3.5. Real Sample Analysis

The performance of the immunosensor in milk samples was evaluated by the standard addition method. Pasteurized milk purchased from local stores was diluted (1: 100) in a 0.2 mol L−1 PBS pH 7.4 solution and the sample was spiked with SEA giving a final concentration of 2.0 mg L−1. After first measurement, the sample was spiked with 0.5, 1.0 and 1.5 mg L−1 of the SEA standard solution. The electrodes with immobilized anti-SEA antibodies were incubated in these aliquots for 30 min at room temperature (20 °C), and EIS measurements were performed. The results are summarized in Table 2. The immunosensor showed a good response toward SEA determination in the milk sample, with recoveries between 95 and 108%.

Table 2

Results for the determination of SEA in pasteurized milk samples by impedimetric proposed method.
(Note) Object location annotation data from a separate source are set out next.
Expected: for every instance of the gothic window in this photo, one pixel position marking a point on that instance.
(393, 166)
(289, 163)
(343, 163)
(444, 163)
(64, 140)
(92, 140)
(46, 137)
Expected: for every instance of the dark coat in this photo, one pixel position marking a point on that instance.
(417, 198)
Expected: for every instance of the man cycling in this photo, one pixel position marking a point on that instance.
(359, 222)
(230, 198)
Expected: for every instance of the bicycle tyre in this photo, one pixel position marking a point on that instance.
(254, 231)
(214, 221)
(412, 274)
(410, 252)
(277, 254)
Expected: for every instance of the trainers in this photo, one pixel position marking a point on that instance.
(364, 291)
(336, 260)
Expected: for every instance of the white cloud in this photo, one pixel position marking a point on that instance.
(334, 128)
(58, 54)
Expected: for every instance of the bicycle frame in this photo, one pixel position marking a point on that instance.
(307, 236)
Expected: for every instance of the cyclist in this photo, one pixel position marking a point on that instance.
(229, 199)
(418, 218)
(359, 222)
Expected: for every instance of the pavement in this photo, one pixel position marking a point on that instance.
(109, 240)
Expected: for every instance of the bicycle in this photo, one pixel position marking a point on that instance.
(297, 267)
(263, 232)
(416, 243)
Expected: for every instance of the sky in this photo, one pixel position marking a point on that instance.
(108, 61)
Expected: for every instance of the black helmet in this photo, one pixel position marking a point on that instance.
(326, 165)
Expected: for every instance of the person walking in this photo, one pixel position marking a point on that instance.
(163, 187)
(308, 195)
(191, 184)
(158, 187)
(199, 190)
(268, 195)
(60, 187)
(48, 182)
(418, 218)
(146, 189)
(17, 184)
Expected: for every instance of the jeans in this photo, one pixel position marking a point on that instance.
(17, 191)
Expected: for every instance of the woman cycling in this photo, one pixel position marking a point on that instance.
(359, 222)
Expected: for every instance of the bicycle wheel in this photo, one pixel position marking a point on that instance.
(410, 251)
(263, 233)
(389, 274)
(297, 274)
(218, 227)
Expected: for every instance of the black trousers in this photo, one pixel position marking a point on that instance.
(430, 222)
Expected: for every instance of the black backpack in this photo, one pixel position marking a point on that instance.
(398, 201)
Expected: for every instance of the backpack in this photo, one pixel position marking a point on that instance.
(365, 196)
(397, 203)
Repetition	Added (mg L−1)	Determined (mg L−1)	Relative Errors (%)
1	2.0	1.90	−4.80
2	2.0	2.05	2.70
3	2.0	2.16	8.25
Mean ± SD		2.04 ± 0.13

4. Conclusions

This work presented the fabrication of a label-free impedimetric immunosensor based on an GC/rGO platform without the need for any bioconjugation agents, polymers, cross-linking materials, and complicated procedures. The developed immunosensor was able to detect selectively SEA levels with a limit of detection of 0.102 µg mL−1. The real sample analysis demonstrated the robustness of the sensor toward SEA determination in milk samples, showing good specificity and reproducibility.